10-14-2014, 04:20 AM
I'm going to address two of the things you mentioned right now. I remembered something in wire word that makes data entry dependent upon gates that contain their own clocks, giving clock everywhere logic; this is called timing dependent circuitry in the context of wire world. If that is what you mean here, than mine is certainly not timing based, I was thinking of something more like just keeping data together in a clockless system that resembles pipelining, so for any individual stage in each operation, data is as slow as the slowest operation, but data speed between independent operations is not limited this way. (If I ever start to build this thing, what I mean will quickly become apparent). Now, the compiler is accounting for way more than you think it is. The compiler is renaming registers, prearranging out of order execution, inserting lines of code to assist in condition prediction on some of the longer functions if the next line of code is a branch, rearranging the conditions in order to account for variable ALU operation timing, and managing/verifying the memory allocations before runtime. It is also synchronizing some aspects of the time dependence and variable clock rate of the entire system and making up for the fact that I don't understand how programming works at all.

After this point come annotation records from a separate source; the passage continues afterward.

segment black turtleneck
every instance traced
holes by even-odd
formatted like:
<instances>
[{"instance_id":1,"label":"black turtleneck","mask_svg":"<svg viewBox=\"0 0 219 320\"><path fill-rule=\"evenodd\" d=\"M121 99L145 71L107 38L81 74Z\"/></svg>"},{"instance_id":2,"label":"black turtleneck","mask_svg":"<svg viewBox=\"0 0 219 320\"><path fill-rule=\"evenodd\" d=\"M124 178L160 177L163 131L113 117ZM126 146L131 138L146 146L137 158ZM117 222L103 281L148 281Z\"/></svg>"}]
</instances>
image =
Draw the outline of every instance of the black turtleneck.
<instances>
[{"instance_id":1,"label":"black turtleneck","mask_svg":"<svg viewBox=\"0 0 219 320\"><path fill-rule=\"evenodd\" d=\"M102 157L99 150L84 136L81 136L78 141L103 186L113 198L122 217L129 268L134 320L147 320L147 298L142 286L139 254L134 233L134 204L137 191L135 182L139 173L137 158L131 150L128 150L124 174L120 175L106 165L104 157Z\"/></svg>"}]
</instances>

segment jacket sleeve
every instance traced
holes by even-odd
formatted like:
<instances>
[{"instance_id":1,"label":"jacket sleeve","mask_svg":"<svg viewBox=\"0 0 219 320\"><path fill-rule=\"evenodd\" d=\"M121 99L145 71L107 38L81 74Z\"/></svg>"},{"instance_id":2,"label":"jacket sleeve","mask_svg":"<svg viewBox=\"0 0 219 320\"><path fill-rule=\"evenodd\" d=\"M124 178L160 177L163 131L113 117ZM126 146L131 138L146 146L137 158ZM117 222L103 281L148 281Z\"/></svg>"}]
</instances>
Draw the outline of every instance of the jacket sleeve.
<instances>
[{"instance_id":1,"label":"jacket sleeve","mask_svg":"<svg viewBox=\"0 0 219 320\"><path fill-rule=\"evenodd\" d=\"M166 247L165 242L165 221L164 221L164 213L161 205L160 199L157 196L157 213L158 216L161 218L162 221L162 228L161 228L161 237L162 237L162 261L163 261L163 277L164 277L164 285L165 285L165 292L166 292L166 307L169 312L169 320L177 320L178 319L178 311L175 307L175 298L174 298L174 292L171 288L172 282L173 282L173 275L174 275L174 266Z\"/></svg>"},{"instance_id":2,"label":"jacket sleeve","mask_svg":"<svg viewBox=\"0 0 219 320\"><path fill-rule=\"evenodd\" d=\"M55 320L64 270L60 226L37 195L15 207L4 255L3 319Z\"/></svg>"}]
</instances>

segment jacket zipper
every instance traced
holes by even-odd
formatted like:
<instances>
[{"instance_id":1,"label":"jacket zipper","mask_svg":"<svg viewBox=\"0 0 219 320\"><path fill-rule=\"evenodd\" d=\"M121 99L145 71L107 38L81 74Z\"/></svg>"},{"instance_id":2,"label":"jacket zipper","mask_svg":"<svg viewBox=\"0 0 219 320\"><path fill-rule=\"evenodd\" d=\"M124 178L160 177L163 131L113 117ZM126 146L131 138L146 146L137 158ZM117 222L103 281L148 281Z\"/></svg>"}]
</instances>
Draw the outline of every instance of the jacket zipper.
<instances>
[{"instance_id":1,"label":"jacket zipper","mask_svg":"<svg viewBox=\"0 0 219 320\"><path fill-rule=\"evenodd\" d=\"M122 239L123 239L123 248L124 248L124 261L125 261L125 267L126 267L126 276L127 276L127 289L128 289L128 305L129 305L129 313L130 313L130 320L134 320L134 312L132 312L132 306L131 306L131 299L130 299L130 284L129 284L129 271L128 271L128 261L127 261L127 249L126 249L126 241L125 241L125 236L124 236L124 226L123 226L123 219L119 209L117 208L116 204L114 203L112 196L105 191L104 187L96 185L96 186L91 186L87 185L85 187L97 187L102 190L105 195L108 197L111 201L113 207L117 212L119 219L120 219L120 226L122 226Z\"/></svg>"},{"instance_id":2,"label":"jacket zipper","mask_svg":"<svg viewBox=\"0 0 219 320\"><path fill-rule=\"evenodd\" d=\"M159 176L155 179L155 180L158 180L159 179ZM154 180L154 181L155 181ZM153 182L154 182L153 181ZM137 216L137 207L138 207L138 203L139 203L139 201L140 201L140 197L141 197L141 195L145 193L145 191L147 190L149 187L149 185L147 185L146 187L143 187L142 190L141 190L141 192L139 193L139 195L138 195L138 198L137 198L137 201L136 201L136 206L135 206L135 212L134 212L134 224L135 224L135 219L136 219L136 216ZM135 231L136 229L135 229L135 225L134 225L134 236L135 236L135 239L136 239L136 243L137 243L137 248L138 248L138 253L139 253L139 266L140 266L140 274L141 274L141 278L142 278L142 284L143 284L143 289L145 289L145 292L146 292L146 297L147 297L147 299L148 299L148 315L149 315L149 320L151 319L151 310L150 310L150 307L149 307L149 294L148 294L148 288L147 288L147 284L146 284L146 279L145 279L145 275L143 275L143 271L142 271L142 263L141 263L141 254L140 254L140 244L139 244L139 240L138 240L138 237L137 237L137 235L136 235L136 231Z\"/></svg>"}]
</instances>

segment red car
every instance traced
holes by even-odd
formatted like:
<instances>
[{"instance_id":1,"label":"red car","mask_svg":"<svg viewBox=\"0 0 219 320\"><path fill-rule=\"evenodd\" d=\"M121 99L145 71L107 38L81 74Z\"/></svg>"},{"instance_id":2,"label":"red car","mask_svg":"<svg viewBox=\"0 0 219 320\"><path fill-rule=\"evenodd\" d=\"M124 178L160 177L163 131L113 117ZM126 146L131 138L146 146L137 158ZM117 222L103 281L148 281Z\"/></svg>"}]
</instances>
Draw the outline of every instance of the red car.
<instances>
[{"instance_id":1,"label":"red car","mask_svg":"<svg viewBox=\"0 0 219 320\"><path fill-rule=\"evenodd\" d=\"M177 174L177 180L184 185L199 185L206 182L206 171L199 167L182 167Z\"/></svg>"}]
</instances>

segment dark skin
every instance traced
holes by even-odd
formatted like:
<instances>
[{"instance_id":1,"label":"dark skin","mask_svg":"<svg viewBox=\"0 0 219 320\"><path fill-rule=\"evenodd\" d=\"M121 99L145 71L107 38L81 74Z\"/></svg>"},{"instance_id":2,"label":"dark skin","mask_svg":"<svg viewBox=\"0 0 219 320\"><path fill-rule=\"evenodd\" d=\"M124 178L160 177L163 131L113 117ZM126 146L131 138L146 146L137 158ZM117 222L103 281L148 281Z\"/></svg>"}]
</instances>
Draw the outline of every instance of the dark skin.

I know that forwarding receives data before it is written, what I am saying is that because I fully intend to make all my operational units the exact length needed to make them bus themselves back to the registers, the extra two ticks inside the registers become transparent compared to a forward that needs some kind of control unit and a way to select if it forwards or wrights back (a 1 tick multiplexer at best on the output), plus an additional front end buffer (another 1 tick with locking repeaters). I'll do the same example using my multiplier that you did above. The distance from the front of the multiplier to the back is 5 chunks. The distance from input of the multiplier to the CPU is also five chunks (hey, would you look at that). The distance from the output of the multiplier to the register bank is zero chunks, and the distance from the register bank to the multiplier input is five chunks (weird, it's like it was built to just fit right in there).
The multiplier repeats every three ticks and takes 17 ticks to complete. In your design, we need one tick in a locking buffer at the input and 1 tick in a router at the back, plus all this work to make a control unit and a five chunk bus to return the output to the input. In my design, we have a register wright that takes two ticks, a register read that is actually simultaneous to the second wright tick, and then just reuses the five chunk bus.

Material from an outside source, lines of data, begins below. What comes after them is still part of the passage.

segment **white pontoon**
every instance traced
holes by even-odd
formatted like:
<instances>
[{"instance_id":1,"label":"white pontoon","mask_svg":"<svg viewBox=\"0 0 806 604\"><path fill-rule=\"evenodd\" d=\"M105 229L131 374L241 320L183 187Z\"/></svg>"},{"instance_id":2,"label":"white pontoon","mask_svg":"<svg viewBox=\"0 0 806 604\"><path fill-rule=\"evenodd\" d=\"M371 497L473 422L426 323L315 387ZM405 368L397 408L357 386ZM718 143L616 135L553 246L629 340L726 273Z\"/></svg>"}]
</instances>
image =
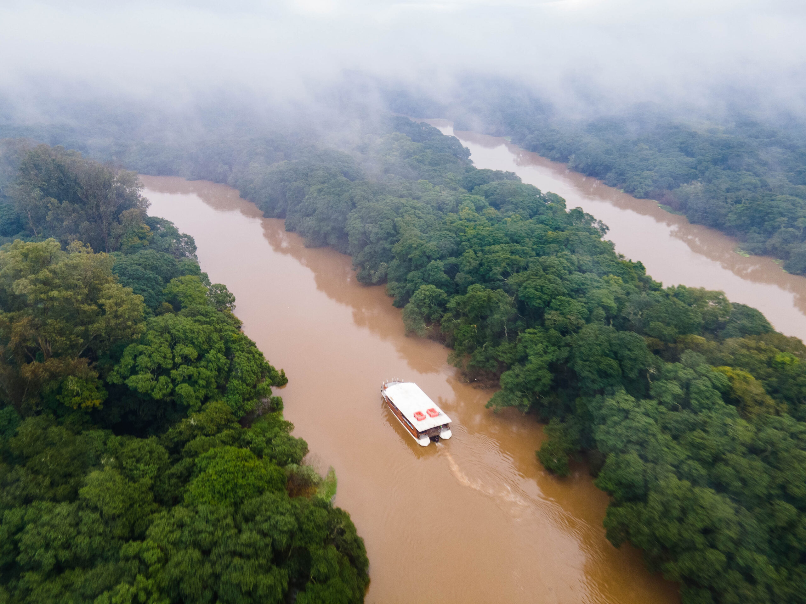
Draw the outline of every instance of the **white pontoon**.
<instances>
[{"instance_id":1,"label":"white pontoon","mask_svg":"<svg viewBox=\"0 0 806 604\"><path fill-rule=\"evenodd\" d=\"M391 380L380 389L384 402L419 445L451 438L451 418L413 382Z\"/></svg>"}]
</instances>

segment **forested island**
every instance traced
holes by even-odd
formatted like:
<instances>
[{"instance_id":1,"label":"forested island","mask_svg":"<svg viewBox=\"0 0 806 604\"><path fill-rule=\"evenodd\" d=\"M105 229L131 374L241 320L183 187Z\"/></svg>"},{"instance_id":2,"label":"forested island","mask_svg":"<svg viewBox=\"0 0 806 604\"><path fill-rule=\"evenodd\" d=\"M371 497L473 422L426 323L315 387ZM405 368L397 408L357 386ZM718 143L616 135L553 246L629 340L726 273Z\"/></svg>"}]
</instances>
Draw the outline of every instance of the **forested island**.
<instances>
[{"instance_id":1,"label":"forested island","mask_svg":"<svg viewBox=\"0 0 806 604\"><path fill-rule=\"evenodd\" d=\"M486 84L464 89L459 106L405 97L390 101L409 115L454 115L457 130L473 126L509 136L524 149L736 237L740 253L771 255L787 272L806 273L806 128L792 116L762 119L746 107L698 115L643 103L570 118L522 86Z\"/></svg>"},{"instance_id":2,"label":"forested island","mask_svg":"<svg viewBox=\"0 0 806 604\"><path fill-rule=\"evenodd\" d=\"M48 142L58 141L52 138ZM760 312L729 302L721 292L663 288L646 274L640 262L614 252L613 244L604 238L607 227L593 217L569 210L561 197L524 184L514 174L473 168L469 152L455 139L425 124L389 118L367 126L341 150L282 134L244 134L237 139L210 137L197 143L146 145L130 141L120 145L114 156L147 173L227 183L266 216L285 218L286 228L304 236L310 245L330 246L351 254L359 279L385 284L395 305L402 308L407 330L446 343L453 350L451 361L467 379L500 384L488 407L515 407L530 414L524 421L534 417L548 423L549 439L538 452L546 468L562 475L569 471L571 458L587 460L596 485L612 497L604 520L609 539L616 545L629 541L642 549L650 569L681 585L687 604L804 601L806 347L800 340L775 332ZM25 157L35 158L36 153L69 155L37 149ZM23 169L19 181L23 184L25 174ZM50 193L48 197L59 199ZM157 406L151 402L161 395L163 382L149 378L147 368L155 366L150 364L159 357L160 337L171 321L212 321L196 317L215 317L222 321L216 325L232 325L227 333L243 338L239 345L251 351L250 359L265 362L239 334L237 320L229 312L232 301L228 292L205 282L193 262L189 240L172 234L170 225L158 219L135 220L140 214L132 202L131 207L120 206L119 218L110 223L110 230L87 227L81 232L81 237L95 238L90 243L93 250L105 252L90 253L69 242L69 234L78 239L79 230L61 234L63 223L84 228L80 217L70 217L76 215L74 206L80 205L71 199L64 197L64 202L56 205L48 201L44 222L36 221L33 201L29 205L6 202L3 235L56 239L15 242L3 254L21 254L28 249L25 246L48 245L53 254L66 254L66 259L102 259L98 262L109 267L110 288L125 292L117 294L121 304L136 300L137 295L143 297L142 301L128 302L133 309L121 314L137 315L134 307L139 304L143 318L130 318L126 325L131 326L116 328L123 333L116 341L125 345L93 340L91 345L76 344L69 349L78 351L71 353L75 369L70 370L77 376L73 379L84 380L80 387L60 385L49 390L43 386L35 412L22 404L19 410L13 405L5 407L12 411L4 411L11 418L3 441L8 443L3 445L3 459L9 460L4 461L4 476L17 476L22 470L16 468L27 467L23 453L18 453L23 445L15 439L20 439L27 422L43 422L43 417L54 422L47 429L75 431L81 427L76 434L106 435L93 436L93 443L118 443L127 438L154 443L165 451L166 468L183 469L172 470L179 473L178 482L172 483L178 486L163 487L168 494L161 490L157 494L157 487L149 483L153 494L148 505L164 507L156 517L172 518L177 508L192 515L193 506L202 505L202 501L209 504L222 496L204 490L208 487L202 485L213 488L212 483L197 482L219 459L243 451L243 443L249 439L266 442L267 438L281 438L296 453L275 458L266 453L270 447L264 445L258 450L250 445L250 454L256 458L249 463L270 467L265 484L276 485L264 487L268 492L261 496L299 505L300 514L309 510L321 513L322 526L329 526L328 519L343 513L321 498L289 499L279 489L280 474L275 468L285 466L283 475L297 471L305 447L289 436L281 416L272 415L279 412L279 403L272 402L276 399L268 388L283 378L270 366L261 365L264 373L251 374L255 378L248 383L239 378L235 388L228 386L230 374L210 389L212 383L185 388L185 382L170 382L173 375L196 375L195 367L168 372L163 376L164 383L170 383L176 394L164 399L169 403ZM63 215L67 217L64 220ZM60 218L48 222L51 216ZM16 229L17 233L11 233ZM61 251L60 241L73 246ZM110 242L112 247L105 246ZM166 254L160 259L172 259L164 262L175 267L174 272L146 259L146 254L157 252ZM17 260L5 262L19 264ZM4 316L21 312L8 300L11 301L3 302ZM10 333L6 330L4 336L6 347L16 345ZM37 360L35 354L26 362L44 360ZM75 392L82 394L71 394ZM98 408L93 403L102 397L106 402ZM263 408L258 401L267 397L268 412L253 419L256 409ZM120 403L113 405L113 400ZM82 406L89 408L72 411ZM205 416L214 411L226 416L220 420L229 422L226 428ZM27 417L27 413L33 415ZM246 421L232 423L244 414ZM205 422L215 425L210 433L193 432L207 425ZM117 432L103 432L119 431L124 424L136 426L136 433L118 436ZM253 436L255 431L272 436ZM119 438L123 441L114 440ZM126 474L129 470L118 466L102 470L99 464L111 457L118 461L107 464L123 468L121 454L110 453L108 457L104 453L104 447L123 445L93 446L99 453L87 457L86 465L77 470L81 478L72 478L70 484L84 484L87 472L90 477L118 472L121 480L135 485L151 480L142 474ZM227 453L210 453L218 447ZM189 461L185 461L185 455ZM139 461L135 465L142 465ZM173 475L168 471L154 474ZM3 480L4 485L10 484L10 479ZM98 511L100 508L91 507L99 504L88 503L89 494L82 494L90 493L88 486L73 488L69 492L77 495L65 495L64 499L19 495L22 499L4 504L9 511L6 514L47 502L106 517ZM3 492L22 492L10 489L4 486ZM234 536L247 530L246 524L239 523L253 522L248 510L253 509L249 502L255 499L247 494L238 497L239 508L214 508L247 510L231 516ZM14 513L19 518L28 512ZM16 522L15 527L25 525ZM2 530L8 530L6 526L4 520ZM153 542L159 549L156 537L150 536L158 529L139 528L136 523L131 526L130 532L120 538L126 552L135 551L131 543L151 547ZM361 592L366 559L351 527L330 542L323 533L317 535L305 542L310 544L305 551L310 552L305 560L315 559L319 552L332 552L333 564L322 567L332 569L328 576L333 578L326 585L345 594ZM3 543L12 541L4 539ZM24 587L28 575L19 548L27 542L19 537L13 543L20 544L4 558L13 561L4 562L3 572L19 581L15 585ZM123 552L123 545L118 547ZM121 568L130 569L126 571L130 575L122 579L127 585L139 585L128 578L139 576L131 569L145 569L144 573L162 577L167 576L160 574L167 573L163 569L172 568L163 558L150 566L152 562L139 561L152 558L138 556L133 553L125 565L120 562ZM123 561L122 556L115 560ZM56 554L52 559L57 559ZM287 573L284 577L289 585L304 588L300 598L311 592L299 574L301 567L277 568L278 573ZM52 586L67 581L43 572L37 570L35 575L45 577L43 584ZM143 576L143 581L152 581L152 575ZM160 579L153 581L147 585L164 585ZM105 586L104 593L113 587ZM348 597L353 596L345 595Z\"/></svg>"},{"instance_id":3,"label":"forested island","mask_svg":"<svg viewBox=\"0 0 806 604\"><path fill-rule=\"evenodd\" d=\"M3 147L0 602L359 602L282 370L137 175Z\"/></svg>"}]
</instances>

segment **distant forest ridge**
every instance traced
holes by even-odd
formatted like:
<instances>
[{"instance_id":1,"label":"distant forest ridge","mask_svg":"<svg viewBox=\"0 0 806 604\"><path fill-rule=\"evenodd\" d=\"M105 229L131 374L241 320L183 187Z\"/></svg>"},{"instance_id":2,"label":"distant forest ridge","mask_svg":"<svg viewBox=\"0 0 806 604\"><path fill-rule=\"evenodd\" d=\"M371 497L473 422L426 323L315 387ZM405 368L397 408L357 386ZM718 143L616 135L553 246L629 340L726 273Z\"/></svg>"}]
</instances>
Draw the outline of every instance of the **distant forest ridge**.
<instances>
[{"instance_id":1,"label":"distant forest ridge","mask_svg":"<svg viewBox=\"0 0 806 604\"><path fill-rule=\"evenodd\" d=\"M516 85L466 85L453 104L388 95L409 115L450 117L736 237L743 250L806 272L806 125L737 105L719 118L645 103L568 118Z\"/></svg>"},{"instance_id":2,"label":"distant forest ridge","mask_svg":"<svg viewBox=\"0 0 806 604\"><path fill-rule=\"evenodd\" d=\"M135 138L118 157L236 187L308 245L350 254L408 331L500 385L488 407L548 422L537 452L548 470L588 460L612 497L608 538L641 548L686 604L804 602L803 342L721 292L664 288L615 253L594 217L474 168L435 128L389 117L339 140ZM27 206L7 190L24 230Z\"/></svg>"}]
</instances>

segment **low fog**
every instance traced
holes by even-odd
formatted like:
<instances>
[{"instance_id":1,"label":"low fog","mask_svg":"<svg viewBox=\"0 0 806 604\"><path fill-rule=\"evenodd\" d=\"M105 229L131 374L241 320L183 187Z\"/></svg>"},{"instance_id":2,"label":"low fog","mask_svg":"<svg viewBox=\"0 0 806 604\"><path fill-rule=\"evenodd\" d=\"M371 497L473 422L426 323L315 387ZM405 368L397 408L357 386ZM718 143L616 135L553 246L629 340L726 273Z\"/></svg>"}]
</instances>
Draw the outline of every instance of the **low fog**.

So, you cost the system 19 ticks per operation, which is within the next clock cycle from my multiplier and everything else cancels out. I take 17 ticks, and then 1 tick, and then the next clock (one tick after that) results in the next read. This is also nineteen ticks, but mine is much easier to build. In this case we are always equal. We are only unequal if yours and mine end up on different sides of a clock cycle. We have the same serial and parallel execution times of 24 ticks per serial repetition. (It also just occurred to me that you will never forward a multiplier because the multiplier gives 32 bits output, but takes a sixteen bit input.) The only place where you exceed me in speed is the Boolean functions, specifically the OR NAND and NOR functions. My AND function is actually faster than yours. XNOR is the same for both, and XOR is significantly faster for you than for me because I integrated it into the adder.
Also, you say your's is a four tick ALU plus one for every eight bits? Making your clock also five tick instead of three?

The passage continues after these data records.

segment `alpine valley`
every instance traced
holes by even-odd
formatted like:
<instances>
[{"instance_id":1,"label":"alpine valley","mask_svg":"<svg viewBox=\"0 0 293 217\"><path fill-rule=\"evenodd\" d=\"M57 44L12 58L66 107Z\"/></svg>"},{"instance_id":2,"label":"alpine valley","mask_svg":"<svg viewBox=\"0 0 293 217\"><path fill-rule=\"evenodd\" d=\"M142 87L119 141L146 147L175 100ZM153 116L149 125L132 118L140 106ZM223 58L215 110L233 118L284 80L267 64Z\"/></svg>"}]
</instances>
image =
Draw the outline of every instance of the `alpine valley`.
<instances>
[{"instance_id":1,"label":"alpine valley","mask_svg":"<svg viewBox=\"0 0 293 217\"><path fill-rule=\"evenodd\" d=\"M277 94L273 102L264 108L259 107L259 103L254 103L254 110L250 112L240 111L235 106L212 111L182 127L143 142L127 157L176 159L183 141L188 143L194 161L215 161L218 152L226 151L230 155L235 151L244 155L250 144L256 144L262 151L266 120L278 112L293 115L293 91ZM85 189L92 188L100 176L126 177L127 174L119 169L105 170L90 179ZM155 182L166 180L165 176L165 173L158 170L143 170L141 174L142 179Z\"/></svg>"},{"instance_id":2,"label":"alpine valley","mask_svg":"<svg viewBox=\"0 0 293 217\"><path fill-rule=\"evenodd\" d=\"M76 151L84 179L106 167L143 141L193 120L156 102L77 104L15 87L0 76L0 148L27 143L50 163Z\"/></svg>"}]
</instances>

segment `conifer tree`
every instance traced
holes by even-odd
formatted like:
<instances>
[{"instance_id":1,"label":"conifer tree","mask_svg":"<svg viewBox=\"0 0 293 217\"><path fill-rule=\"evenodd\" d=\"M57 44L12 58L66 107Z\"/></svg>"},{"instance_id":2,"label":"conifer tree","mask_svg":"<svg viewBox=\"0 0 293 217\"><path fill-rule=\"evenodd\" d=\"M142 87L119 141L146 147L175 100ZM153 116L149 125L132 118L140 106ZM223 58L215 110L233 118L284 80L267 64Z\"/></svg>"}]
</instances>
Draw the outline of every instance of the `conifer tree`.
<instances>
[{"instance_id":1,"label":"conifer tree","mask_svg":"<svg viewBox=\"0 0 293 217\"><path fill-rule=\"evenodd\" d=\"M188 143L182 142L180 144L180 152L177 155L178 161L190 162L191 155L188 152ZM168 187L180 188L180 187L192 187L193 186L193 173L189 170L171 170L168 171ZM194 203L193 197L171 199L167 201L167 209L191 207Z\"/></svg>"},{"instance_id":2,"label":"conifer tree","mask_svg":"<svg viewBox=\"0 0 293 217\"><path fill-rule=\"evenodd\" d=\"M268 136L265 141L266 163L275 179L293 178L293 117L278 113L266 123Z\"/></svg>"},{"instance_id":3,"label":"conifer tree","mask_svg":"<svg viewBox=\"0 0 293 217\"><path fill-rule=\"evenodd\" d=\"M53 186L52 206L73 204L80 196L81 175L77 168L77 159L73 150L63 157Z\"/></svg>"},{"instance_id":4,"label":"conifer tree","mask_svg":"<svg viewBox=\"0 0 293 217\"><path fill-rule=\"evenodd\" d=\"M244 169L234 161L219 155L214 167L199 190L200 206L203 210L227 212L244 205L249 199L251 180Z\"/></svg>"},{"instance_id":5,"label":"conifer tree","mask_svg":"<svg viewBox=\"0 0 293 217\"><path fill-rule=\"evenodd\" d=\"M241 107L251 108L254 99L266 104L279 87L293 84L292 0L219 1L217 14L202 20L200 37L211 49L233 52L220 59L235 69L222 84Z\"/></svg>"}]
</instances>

I know that forwarding receives data before it is written, what I am saying is that because I fully intend to make all my operational units the exact length needed to make them bus themselves back to the registers, the extra two ticks inside the registers become transparent compared to a forward that needs some kind of control unit and a way to select if it forwards or wrights back (a 1 tick multiplexer at best on the output), plus an additional front end buffer (another 1 tick with locking repeaters). I'll do the same example using my multiplier that you did above. The distance from the front of the multiplier to the back is 5 chunks. The distance from input of the multiplier to the CPU is also five chunks (hey, would you look at that). The distance from the output of the multiplier to the register bank is zero chunks, and the distance from the register bank to the multiplier input is five chunks (weird, it's like it was built to just fit right in there).
The multiplier repeats every three ticks and takes 17 ticks to complete. In your design, we need one tick in a locking buffer at the input and 1 tick in a router at the back, plus all this work to make a control unit and a five chunk bus to return the output to the input. In my design, we have a register wright that takes two ticks, a register read that is actually simultaneous to the second wright tick, and then just reuses the five chunk bus.
So, you cost the system 19 ticks per operation, which is within the next clock cycle from my multiplier and everything else cancels out. I take 17 ticks, and then 1 tick, and then the next clock (one tick after that) results in the next read. This is also nineteen ticks, but mine is much easier to build. In this case we are always equal. We are only unequal if yours and mine end up on different sides of a clock cycle. We have the same serial and parallel execution times of 24 ticks per serial repetition. (It also just occurred to me that you will never forward a multiplier because the multiplier gives 32 bits output, but takes a sixteen bit input.) The only place where you exceed me in speed is the Boolean functions, specifically the OR NAND and NOR functions. My AND function is actually faster than yours. XNOR is the same for both, and XOR is significantly faster for you than for me because I integrated it into the adder.
Also, you say your's is a four tick ALU plus one for every eight bits? Making your clock also five tick instead of three?